A chord of length 16 cm is at a distance 6 cm from the center of the circle. Find the length of chord of the same circle which is at a distance of 8 cm from the center.

From figure,

AB is the chord which is at a distance 6 cm from the center so OC = 6 cm.

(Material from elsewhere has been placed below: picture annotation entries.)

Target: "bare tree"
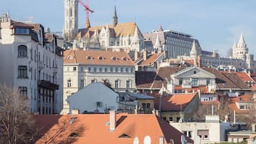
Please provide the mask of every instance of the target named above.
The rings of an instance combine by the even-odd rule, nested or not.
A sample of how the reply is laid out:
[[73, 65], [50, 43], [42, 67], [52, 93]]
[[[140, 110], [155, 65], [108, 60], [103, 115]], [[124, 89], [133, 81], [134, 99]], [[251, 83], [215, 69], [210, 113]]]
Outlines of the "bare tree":
[[39, 131], [39, 133], [42, 132], [41, 138], [36, 142], [37, 144], [73, 143], [85, 130], [85, 127], [79, 124], [78, 118], [72, 115], [62, 116], [58, 123], [46, 133], [44, 132], [44, 128], [42, 128]]
[[0, 85], [0, 143], [34, 143], [36, 130], [27, 99]]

Since, the perpendicular to a chord from the centre of the circle bisects the chord,

∴ CB = AC = $\dfrac{16}{2}$ = 8 cm.

In right angle triangle OAC,

⇒ OA² = OC² + AC² (By pythagoras theorem)

⇒ OA² = 6² + 8²

⇒ OA² = 36 + 64

⇒ OA² = 100

⇒ OA = $\sqrt{100}$ = 10 cm.

Radius = 10 cm,

∴ OD = 10 cm.

From figure,

In right angle triangle ODF,

⇒ OD² = OF² + DF² (By pythagoras theorem)

⇒ DF² = OD² - OF²

⇒ DF² = 10² - 8²

⇒ DF² = 100 - 64 = 36

⇒ DF = $\sqrt{36}$ = 6 cm.

Since, the perpendicular to a chord from the centre of the circle bisects the chord

∴ DE = DF + FE = 6 cm + 6 cm = 12 cm.

Hence, the length of chord which is at a distance of 8 cm from the center of the circle = 12 cm.